What is the Sound-Powered Mind?
The unique human brain is the very source of the humanity we cherish. Thus, its ever-changing complexities serve as an inherent point of research. There are countless variables that impact the human brain, many of which are immeasurable and predominantly hypothetical. However, a noticeable factor that is capable of altering or potentially even enhancing the brain is clear: the constituent of sound. The capabilities of sound are severely underestimated; it can be used in a thermoacoustic heat engine, manipulated in order to enable the levitation of objects, or even used in order to perform non-invasive brain surgery.

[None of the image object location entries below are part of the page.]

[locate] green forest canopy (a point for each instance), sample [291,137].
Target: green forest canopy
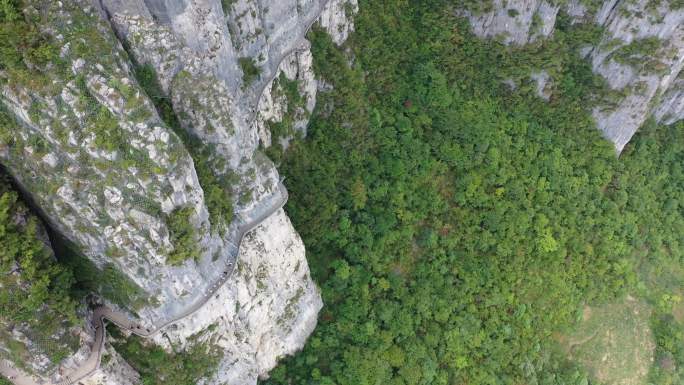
[455,225]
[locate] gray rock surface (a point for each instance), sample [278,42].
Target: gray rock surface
[515,21]
[114,193]
[645,81]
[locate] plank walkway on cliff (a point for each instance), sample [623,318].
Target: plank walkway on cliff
[102,313]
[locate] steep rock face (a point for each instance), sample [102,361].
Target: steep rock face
[259,58]
[266,310]
[54,345]
[121,204]
[640,55]
[516,21]
[671,107]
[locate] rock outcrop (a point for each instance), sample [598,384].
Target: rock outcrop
[640,55]
[143,150]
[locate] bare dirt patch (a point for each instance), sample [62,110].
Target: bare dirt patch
[614,342]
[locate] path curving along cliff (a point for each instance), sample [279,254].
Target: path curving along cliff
[102,313]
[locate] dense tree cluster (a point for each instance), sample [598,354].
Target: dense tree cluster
[35,288]
[454,224]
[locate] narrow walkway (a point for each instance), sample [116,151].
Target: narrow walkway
[102,313]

Previous applications of sound to the brain have been primarily hypothetical and pertain to binaural beats, specifically their ability to induce one of the five main brainwave states: Alpha, Beta, Delta, Gamma, and Theta. Different brainwave states are associated with contrasting levels of stress, memory retention, fatigue, creativity, and more. This raises an interesting question: could a methodical use of sound be used to maximize mental performance? Could the transition from one brainwave state to another allow an athlete to always be on their A-game?

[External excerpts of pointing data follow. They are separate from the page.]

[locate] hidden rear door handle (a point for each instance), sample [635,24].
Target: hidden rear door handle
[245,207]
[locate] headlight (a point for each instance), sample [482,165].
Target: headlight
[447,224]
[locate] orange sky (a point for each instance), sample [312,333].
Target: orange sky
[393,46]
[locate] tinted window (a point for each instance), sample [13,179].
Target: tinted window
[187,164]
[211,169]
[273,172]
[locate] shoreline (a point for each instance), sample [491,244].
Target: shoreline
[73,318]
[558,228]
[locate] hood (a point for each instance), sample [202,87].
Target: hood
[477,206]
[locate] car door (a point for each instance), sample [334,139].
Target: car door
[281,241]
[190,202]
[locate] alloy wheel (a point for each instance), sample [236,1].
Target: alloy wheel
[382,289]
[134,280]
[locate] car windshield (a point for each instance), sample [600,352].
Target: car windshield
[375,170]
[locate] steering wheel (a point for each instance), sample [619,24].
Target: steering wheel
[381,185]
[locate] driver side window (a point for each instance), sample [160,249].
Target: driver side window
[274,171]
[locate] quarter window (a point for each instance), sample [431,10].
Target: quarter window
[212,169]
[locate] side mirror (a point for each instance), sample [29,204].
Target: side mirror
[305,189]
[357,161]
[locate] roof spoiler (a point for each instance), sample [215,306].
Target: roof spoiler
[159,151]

There is an answer to these questions: potentially. Potentially, there is the capacity to utilize sound frequencies and tones to alter the brain’s ability to handle stress, memory, and focus. But ethically, it is still indeterminate whether or not this practice would be considered adequate. The idea that is behind a use of sound to boost the brain matches an already existing field: neuroenhancement. Currently, neuroenhancement is primarily limited to pharmacological drugs like Modafinil which claim to improve cognition. While some of these substances are actually approved by the FDA, almost none are actively considered legal in the sports world as all are associated with doping and the gaining of an unfair advantage. Sound cannot be considered in the same sense; hypothetically, if an athlete was to use sound to keep themselves awake, alert, and in a state of heightened focus, it would be difficult to make a claim they were unfairly gaining an advantage.
The application of sound to sports psychology is an interesting theory that may provide the field with a needed source of inspiration. Humans are not perfect, and there may be a way to actively improve. But either way, the idea that sound has such capabilities raises the question of what other truths may be hidden in plain sight — or rather plain hearing.